HRM used the two variables \(z_L, z_H\) in the name of “hierarchy”, but TRM offers a more straightforward explanation.
- \(z_H\) (= TRM’s \(y\)) is in fact the “current solution” itself and can be decoded with the output head and argmax
- \(z_L\) (= TRM’s \(z\)) is a latent feature that has no meaning when decoded, and is reflected into the solution only through \(f_H\)
Paper Figure 5 shows examples in which a trained HRM’s \(z_L\) and \(z_H\) are each argmax-decoded on Sudoku: \(z_H\) matches the correct grid, while \(z_L\) is just a meaningless string of digits. This visually backs up the claim. Under this view, the “one \(y\) and one \(z\)” construction is not about hierarchy but a simple division of labor in which the current answer and the workspace used to reach it are kept separately.

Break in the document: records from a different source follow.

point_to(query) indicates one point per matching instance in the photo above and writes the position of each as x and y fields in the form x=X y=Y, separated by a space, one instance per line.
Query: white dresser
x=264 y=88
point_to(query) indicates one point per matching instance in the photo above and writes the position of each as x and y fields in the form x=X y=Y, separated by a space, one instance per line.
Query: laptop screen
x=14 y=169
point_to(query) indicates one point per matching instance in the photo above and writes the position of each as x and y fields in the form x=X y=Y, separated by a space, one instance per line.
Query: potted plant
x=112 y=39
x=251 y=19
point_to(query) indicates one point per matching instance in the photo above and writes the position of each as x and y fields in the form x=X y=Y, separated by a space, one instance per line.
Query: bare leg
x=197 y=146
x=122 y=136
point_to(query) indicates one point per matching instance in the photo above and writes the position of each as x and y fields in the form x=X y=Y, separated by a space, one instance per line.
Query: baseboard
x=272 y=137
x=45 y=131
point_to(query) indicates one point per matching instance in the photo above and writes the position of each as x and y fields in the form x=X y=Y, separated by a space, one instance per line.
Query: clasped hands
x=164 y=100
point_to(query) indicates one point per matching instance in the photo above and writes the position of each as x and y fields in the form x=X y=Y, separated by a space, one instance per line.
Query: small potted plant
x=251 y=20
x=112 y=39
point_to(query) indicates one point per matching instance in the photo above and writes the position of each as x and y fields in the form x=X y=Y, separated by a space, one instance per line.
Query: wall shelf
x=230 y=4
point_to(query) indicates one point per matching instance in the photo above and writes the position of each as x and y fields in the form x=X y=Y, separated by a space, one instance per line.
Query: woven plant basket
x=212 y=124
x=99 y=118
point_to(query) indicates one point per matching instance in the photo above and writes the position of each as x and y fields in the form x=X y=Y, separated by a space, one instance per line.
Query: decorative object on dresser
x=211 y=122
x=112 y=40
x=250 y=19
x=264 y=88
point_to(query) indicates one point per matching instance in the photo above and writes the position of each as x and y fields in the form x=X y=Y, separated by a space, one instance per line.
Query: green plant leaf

The paper further runs ablations that split \(z\) into \(n+1\) multi-scale pieces (77.6 %) and that drop \(z\) to a single feature (71.9 %), and confirms that both fall short of the two-variable construction (87.4 %).
flowchart TB
subgraph HRM["<b>HRM</b> (27M params, depth/sup=24)"]
direction LR
H1["f_I<br/>(input enc)"] --> H2["f_L<br/>4-layer TF<br/>(low-level)"]
H2 -.->|n times no-grad| H2
H2 --> H3["f_H<br/>4-layer TF<br/>(high-level)"]
H3 --> H4["f_O<br/>(output head)"]
H5["1-step gradient<br/>(only last f_L, f_H)"]
end
subgraph TRM["<b>TRM</b> (7M params, depth/sup=42)"]
direction LR
T1["embed(x)"] --> T2["net<br/>2-layer TF<br/>(shared)"]
T2 -->|update z<br/>n times| T2
T2 --> T3["net<br/>refine y"]
T3 --> T4["output head"]
T5["full BPTT<br/>(entire n+1 recursions)"]
end
The TRM pseudocode is as follows. Compared with the HRM pseudocode, three things stand out: (i) \(f_L\) and \(f_H\) are unified into a single net, (ii) the full recursion runs outside the with torch.no_grad() block and the 1-step gradient is gone, and (iii) the ACT continue loss is gone and the halting head is simplified to a single BCE.
def latent_recursion(x, y, z, n=6):
for i in range(n):
z = net(x, y, z) # latent reasoning update
y = net(y, z) # refine output answer
return y, z
def deep_recursion(x, y, z, n=6, T=3):
with torch.no_grad():
for j in range(T - 1):
y, z = latent_recursion(x, y, z, n)
y, z = latent_recursion(x, y, z, n)
return (y.detach(), z.detach()), output_head(y), Q_head(y)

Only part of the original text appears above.